Besides lowering learning rate to .05 and warmup to 2k, increasing optimizer_adam_beta2 at the same time from the default 0.98 to 0.999 also seems to help with lower batch sizes. At least, that's what I experienced when loss with big models with the default optimizer_adam_beta2 would stop decreasing and models with optimizer_adam_beta2 that are closer to 1 would continue to decrease.
This may also be one of the factors, besides lower dropout (=.1, instead of .3) that contribute to better results, or maybe it's better to say faster convergence, with big_single_gpu, which also uses an adam_beta2 (=.998) that is closer to 1 than the default.

After changing adam_beta2 to (=.999) at step 2M, loss starts dropping considerably:

mehmedes on 11 Jan 2018

Just did a quick test on the new adafactor optimizer and it seems to outperform adam:

The orange curve is adam with noam.
The grey is adam with cyclical LR, which seems to help adam overcome saddle points and let's you forget about finding the right LR when not having the resources for the ideal batch size. (https://arxiv.org/abs/1506.01186 , https://arxiv.org/abs/1708.07120)
And the blue is adafactor, which outperforms all :D
BTW: Adafactor allows you to increase batch size from 2000 to 2500 on 1080 Ti!

I've been using the following hparams for the model, optimized with Adafactor, on 4 x 1080Ti each with a batch_size=2500:

@registry.register_hparams
def transformer_big_adafactor():
  """HParams for transfomer big model on WMT."""
  hparams = transformer_base()
  hparams.hidden_size = 1024
  hparams.filter_size = 4096
  hparams.num_heads = 16
  hparams.layer_prepostprocess_dropout = 0.3
  hparams.optimizer = "Adafactor"
  hparams.epsilon = 1e-8
  hparams.relative_decay_horizon = 0.2
  hparams.absolute_decay_horizon = 100.0
  hparams.use_locking = False
  hparams.learning_rate_warmup_steps = 16000
  return hparams

mehmedes on 15 Jan 2018

👍3

Didn't try it myself yet, but I think it might be useful for this issue: https://github.com/openai/gradient-checkpointing

gsoul on 15 Jan 2018

@mehmedes
I tried on the base model, smaller dataset (1M en fr) did no get better results vs adam/noam
did you score you try ?

vince62s on 17 Jan 2018

That's true, I didn't get noticeable improvements on the base model as well.
The improvement Adafactor (green curve) provided was with the above mentioned hparams compared to transformer_big :

My training is still running, I'll keep you updated on the score after convergence.

mehmedes on 17 Jan 2018

I am not so sure, but could we set warmup in terms of epoch rather then steps?

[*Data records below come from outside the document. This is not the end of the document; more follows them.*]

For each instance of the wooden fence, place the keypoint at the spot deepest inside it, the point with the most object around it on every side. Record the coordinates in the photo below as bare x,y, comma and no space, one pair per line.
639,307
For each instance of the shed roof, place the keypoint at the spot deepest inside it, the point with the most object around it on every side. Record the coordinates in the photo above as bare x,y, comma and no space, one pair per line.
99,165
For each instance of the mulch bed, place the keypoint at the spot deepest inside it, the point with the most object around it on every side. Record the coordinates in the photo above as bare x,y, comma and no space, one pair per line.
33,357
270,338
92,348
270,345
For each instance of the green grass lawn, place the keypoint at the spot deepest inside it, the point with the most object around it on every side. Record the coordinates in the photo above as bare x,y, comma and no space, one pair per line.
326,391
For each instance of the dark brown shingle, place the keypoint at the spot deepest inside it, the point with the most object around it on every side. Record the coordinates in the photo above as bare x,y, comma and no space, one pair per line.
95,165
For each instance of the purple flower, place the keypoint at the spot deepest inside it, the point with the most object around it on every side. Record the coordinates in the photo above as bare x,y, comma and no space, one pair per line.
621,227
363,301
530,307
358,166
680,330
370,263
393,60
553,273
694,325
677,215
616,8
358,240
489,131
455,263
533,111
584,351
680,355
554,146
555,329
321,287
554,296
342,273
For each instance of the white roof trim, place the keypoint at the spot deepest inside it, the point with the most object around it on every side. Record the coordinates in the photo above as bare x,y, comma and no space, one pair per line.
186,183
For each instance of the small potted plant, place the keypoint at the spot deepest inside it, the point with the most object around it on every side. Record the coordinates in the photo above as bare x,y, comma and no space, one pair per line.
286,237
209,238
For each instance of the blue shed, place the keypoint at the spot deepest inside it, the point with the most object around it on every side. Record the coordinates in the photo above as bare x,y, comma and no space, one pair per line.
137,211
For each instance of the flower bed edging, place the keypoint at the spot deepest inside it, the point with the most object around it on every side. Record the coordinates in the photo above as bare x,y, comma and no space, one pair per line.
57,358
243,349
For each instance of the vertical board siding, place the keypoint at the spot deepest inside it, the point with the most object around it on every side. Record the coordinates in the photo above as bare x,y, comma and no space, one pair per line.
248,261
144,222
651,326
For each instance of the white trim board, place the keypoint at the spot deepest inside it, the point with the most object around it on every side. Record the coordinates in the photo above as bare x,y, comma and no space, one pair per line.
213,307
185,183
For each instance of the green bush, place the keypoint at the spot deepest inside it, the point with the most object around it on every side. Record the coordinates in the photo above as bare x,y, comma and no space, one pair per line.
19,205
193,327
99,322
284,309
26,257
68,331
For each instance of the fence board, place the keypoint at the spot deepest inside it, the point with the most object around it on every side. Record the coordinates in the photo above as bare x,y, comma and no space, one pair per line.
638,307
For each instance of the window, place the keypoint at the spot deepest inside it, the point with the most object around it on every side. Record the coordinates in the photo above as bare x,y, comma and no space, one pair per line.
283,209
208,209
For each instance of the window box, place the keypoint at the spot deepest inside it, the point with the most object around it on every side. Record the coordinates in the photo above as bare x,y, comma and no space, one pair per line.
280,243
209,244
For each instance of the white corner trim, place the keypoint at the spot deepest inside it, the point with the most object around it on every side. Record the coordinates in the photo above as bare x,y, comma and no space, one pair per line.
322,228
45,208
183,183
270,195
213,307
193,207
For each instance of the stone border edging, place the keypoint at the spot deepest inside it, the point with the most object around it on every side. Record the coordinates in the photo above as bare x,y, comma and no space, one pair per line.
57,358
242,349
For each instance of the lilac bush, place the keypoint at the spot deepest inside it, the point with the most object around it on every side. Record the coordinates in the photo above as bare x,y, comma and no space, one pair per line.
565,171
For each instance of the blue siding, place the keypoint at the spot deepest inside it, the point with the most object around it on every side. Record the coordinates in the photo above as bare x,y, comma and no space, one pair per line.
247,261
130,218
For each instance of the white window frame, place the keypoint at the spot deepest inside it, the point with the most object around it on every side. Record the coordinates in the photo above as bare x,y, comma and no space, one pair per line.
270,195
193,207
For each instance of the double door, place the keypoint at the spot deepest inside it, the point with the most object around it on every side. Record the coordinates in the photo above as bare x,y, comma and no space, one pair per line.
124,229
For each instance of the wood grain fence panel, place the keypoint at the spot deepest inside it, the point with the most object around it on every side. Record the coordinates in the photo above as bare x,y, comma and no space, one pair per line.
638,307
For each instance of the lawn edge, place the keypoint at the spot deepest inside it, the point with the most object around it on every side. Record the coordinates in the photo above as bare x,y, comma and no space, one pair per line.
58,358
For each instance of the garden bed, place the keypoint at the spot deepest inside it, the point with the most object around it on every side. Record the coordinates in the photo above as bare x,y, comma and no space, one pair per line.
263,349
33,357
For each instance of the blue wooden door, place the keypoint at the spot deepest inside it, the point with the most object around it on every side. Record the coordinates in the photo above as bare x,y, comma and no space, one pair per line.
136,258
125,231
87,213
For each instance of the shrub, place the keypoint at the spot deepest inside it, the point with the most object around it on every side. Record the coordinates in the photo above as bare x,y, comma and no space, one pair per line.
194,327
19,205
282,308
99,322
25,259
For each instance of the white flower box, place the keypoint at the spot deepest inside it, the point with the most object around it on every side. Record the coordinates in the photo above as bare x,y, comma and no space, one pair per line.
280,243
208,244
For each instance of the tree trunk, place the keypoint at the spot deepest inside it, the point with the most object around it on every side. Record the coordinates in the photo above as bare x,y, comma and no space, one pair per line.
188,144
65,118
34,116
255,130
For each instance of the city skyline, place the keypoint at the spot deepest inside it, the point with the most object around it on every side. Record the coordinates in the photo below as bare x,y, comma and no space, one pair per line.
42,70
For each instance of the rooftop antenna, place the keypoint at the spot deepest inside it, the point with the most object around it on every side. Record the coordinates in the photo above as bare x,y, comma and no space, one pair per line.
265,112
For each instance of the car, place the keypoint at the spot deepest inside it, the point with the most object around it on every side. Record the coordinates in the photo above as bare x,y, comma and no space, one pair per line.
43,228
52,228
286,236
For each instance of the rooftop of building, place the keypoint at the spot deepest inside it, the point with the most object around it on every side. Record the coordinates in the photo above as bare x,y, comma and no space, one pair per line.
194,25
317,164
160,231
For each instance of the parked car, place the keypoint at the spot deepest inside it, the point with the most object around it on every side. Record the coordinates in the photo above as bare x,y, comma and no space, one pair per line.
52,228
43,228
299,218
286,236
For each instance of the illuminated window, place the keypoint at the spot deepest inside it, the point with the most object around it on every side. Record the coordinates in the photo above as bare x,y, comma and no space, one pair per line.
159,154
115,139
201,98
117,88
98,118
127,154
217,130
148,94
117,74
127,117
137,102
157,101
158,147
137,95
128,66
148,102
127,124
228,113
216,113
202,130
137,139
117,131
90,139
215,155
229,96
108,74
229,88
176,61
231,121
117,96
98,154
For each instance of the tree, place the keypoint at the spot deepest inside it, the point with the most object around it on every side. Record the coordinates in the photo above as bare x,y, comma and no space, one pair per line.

That is, warmup steps = warmup epoch X steps/epoch

lkluo on 18 Jan 2018

@lkluo epoch depends on the size of your dataset. So you can manually calculate once the number of steps for your epoch, depending on your batch size. And then set warmup_steps accordingly.

gsoul on 18 Jan 2018

The latest Adafactor release in T2T 1.4.3 yields a great training boost and allows a greater batch_size on the same hardware!
Using translate_ende_wmt32k_packed with a decreased packed_length=100 (btw thanks @martinpopel for the hint with decode_length!) , which allows constant input of 100 tokens, I'm able to use batch_size=3800 on a 11GB gpu, in contrast to batch_size=2500 in previous releases.
With the following hparams

@registry.register_hparams
def transformer_big_adafactor():
  """HParams for transfomer big model on WMT."""
  hparams = transformer_base()
  hparams.hidden_size = 1024
  hparams.filter_size = 4096
  hparams.num_heads = 16
  hparams.layer_prepostprocess_dropout = 0.3
  hparams.optimizer = "Adafactor"
  hparams.epsilon = 1e-20
  hparams.horizon_exponent = 0.8
  hparams.anomaly_threshold = 2.0
  hparams.use_locking = False
  return hparams

the Adafactor model (red) outperforms my personal best result (orange) considerably:

mehmedes on 4 Feb 2018

@mehmedes (or t2t authors): Have you seen [in one of your previous experiments] improved BLEU scores after convergence by using Adafactor? Also, it would be interesting to compare Adam and Adafactor under the same batch size...

fstahlberg on 4 Feb 2018

regarding the maximum batch_size on 11GB, I did these experiments:
2018-02-04-165500_1920x1080_scrot

martinpopel on 4 Feb 2018

👍1

@mehmedes seems to be able to fit 3800 on a big with Adafactor.
Maybe a change with TF1.5
Also shared_embedding or not may impact quite significantly.

vince62s on 4 Feb 2018

@fstahlberg I compared Adafactor and Adam with the same batch size in v1.4.2.
First on 8 GPUs with no max_length restriction: blue=Adafactor, orange=Adam
adafactor-vs-adam-8gpu

Then on 1 GPU with max_length=70: blue=Adafactor, green=Adam
adafactor-vs-adam

In both cases, Adam is slightly better in the early training stages.
I've tried Adafactor in v1.4.3 and it seems to give the same results (although its hyperparameters were changed). However, I was not able to compare this directly because it requires TF 1.5, whose precompiled binaries require CUDA 9.0, which requires a newer NVidia driver (384.69), which is unfortunately two times slower on 8GPUs than the old driver (375.66).

martinpopel on 4 Feb 2018

seems to be able to fit 3800 on a big with Adafactor.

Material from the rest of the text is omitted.